I've been puzzling over this for several days now. I'm a Check Point partner, trying to bench a potential customer configuration. It just so happens that my home ISP configuration roughly mirrors this prospective customer, so I'm "doing it live" in a manner of speaking. The environment:
- ISP
- ISP-1 is 1Gb up/down, dynamic IP
- ISP-2 is 200Mb up/down, static IP
- Firewall: Check Point 5800 running R81.10 JHF81 (also testing with R81.20)
The customer requirement is seemingly simple: default all traffic to ISP-1, except for some number of internal subnets that will go through ISP-2. ISP Redundancy is optional. The customer has had this configuration in place on a Fortinet firewall for the past 6 years.
To accomplish this, I've done the following:
- Gateway configuration
- ISP-1 on eth1 set to obtain IP automatically.
- ISP-2 on eth2 set to static IP
- Static routes to internal subnets
- Default route empty
- PBR
- Table ISP2Table: default destination next hop ISP-2 gateway.

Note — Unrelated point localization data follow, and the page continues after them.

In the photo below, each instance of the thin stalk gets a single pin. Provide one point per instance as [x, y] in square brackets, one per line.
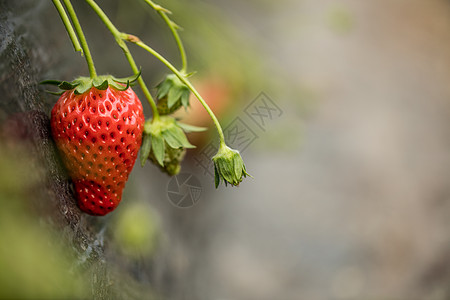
[68, 25]
[172, 26]
[80, 34]
[119, 40]
[185, 81]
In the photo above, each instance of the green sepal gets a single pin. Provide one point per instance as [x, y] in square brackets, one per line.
[228, 166]
[191, 128]
[83, 84]
[100, 86]
[64, 85]
[158, 149]
[145, 148]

- Rule priority 1: source 10.60.128.0/23, interface eth3, table ISP2Table
- Kernel routes enabled
- SMS
- All traffic allowed out to internet for testing
- No ISP Redundancy configured on gateway
- Attempted three different NAT configurations:
- subnet 10.60.128.0/23 automatic Hide NAT on gateway
- subnet 10.60.128.0/23 automatic Hide NAT on ISP-2 IP address
- subnet 10.60.128.0/23 no automatic NAT, manual Hide NAT on ISP-2 IP address
The problem I'm running into is with the subnet(s) configured to go out ISP-2. I get frequent disconnects (e.g., Zoom calls drop) and slow performance getting to websites. Running fw ctl zdebug + drop, I see no drops. What is odd is fw monitor and tcpdump. I am seeing traffic leave eth1 (ISP-1) but with the source address of eth2 (ISP-2). It looks like initial connections are attempted through eth1 with the eth2 address as NAT, and then eventually it kicks over to eth2. This is most easily seen when I make a call using my VOIP desk phone. Dozens of packets leave through the wrong ISP link immediately after dialing, and the phone doesn't connect the call until the connection switches to eth2.

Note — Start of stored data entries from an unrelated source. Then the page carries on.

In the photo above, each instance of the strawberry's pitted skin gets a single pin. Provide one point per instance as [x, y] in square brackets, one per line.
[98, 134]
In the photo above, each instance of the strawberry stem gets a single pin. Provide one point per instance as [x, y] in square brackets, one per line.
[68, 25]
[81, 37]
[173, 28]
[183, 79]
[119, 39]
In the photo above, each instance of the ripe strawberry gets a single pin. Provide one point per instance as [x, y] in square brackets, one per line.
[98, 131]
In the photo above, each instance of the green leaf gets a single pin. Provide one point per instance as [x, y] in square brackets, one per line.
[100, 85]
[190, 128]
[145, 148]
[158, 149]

This behavior is not consistent. For a while after setting automatic Hide NAT on the network object and installing policy, everything worked great. All of the erroneous traffic on eth1 disappeared. It returned about 24 hours later after installing policy again.
I've done this before for other customers, and it has worked properly. The difference here is that ISP-1 is dynamic, and I'm leaning toward that being the issue. Has anyone attempted to implement a similar configuration?